Simeone: "Napoletani invidiati dal resto d'Italia, siamo vicini a Juan Jesus"

Nino Simeone, consigliere comunale di Napoli, ha rilasciato alcune dichiarazioni a Radio Punto Nuovo per commentare il caso Juan Jesus-Acerbi.
Nino Simeone, consigliere al Comune di Napoli, è intervenuto in diretta a Radio Punto Nuovo nel corso di Punto Nuovo Sport. Queste le sue parole: "Il Sindaco si è già espresso senza troppi giri di parole sul caso Acerbi.
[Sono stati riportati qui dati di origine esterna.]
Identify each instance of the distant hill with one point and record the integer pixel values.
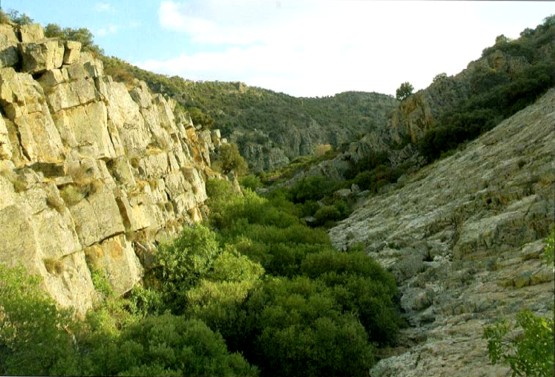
(452, 111)
(270, 128)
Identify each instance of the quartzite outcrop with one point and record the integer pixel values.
(92, 173)
(464, 237)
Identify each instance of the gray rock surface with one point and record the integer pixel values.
(464, 238)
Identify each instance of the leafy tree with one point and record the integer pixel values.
(404, 91)
(530, 353)
(298, 329)
(169, 345)
(19, 18)
(182, 263)
(35, 337)
(229, 159)
(200, 118)
(82, 35)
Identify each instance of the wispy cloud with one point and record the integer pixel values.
(108, 30)
(309, 47)
(104, 7)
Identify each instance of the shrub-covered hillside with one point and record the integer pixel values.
(270, 128)
(253, 292)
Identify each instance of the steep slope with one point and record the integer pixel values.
(454, 109)
(464, 237)
(270, 128)
(92, 173)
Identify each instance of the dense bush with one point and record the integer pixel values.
(497, 93)
(257, 292)
(528, 353)
(298, 329)
(35, 337)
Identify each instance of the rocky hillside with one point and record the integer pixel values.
(271, 129)
(92, 173)
(508, 76)
(464, 237)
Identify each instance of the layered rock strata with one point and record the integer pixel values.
(92, 173)
(464, 238)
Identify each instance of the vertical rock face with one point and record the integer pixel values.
(464, 237)
(92, 173)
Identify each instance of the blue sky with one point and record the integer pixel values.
(299, 47)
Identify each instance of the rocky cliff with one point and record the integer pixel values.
(464, 237)
(92, 172)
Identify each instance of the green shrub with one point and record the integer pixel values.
(299, 329)
(183, 262)
(530, 352)
(35, 337)
(251, 182)
(362, 286)
(172, 345)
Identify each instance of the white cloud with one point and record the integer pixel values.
(321, 47)
(108, 30)
(104, 7)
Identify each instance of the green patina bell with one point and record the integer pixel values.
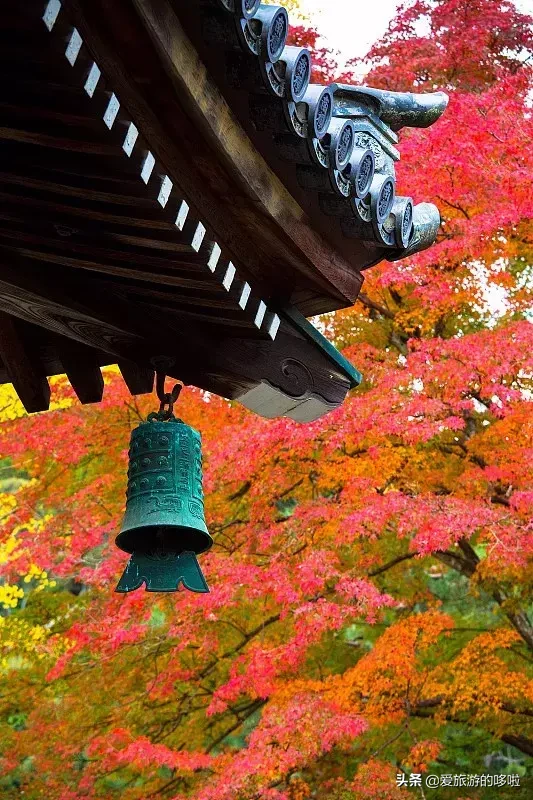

Sono episodi che non devono accadere, il razzismo è una tematica subita anche dai napoletani, visto che siamo invidiati dal resto di Italia. Siamo un popolo superiore, ormai siamo abituati. Da tifoso e da amministratore, sono vicinissimo a Juan Jesus. Dubito che si sia inventato tutto di sana pianta, altrimenti sarebbe da squalificare. È un ragazzo serio e dispiace che tutto si sia risolto in una bolla di sapone".
Poi ha aggiunto: "La mancata squalifica di Acerbi per mancanza di prove è quello che ferisce di più. Ora bisognerà rispondere sul campo, lo vedremo magari con la fascia di capitano sabato pomeriggio contro l’Atalanta. La Giustizia Sportiva fa acqua da tutte le parti ed ormai è poco attendibile, dagli arbitri alle istituzioni. Ormai passa la voglia di vedere un calcio così. Questa su Acerbi poteva essere un’occasione per mandare un segnale e terminare le polemiche, invece chi determina nel calcio ha deciso nel peggiore dei modi. Il calcio ormai è malato. Non è così che si affronta il problema”.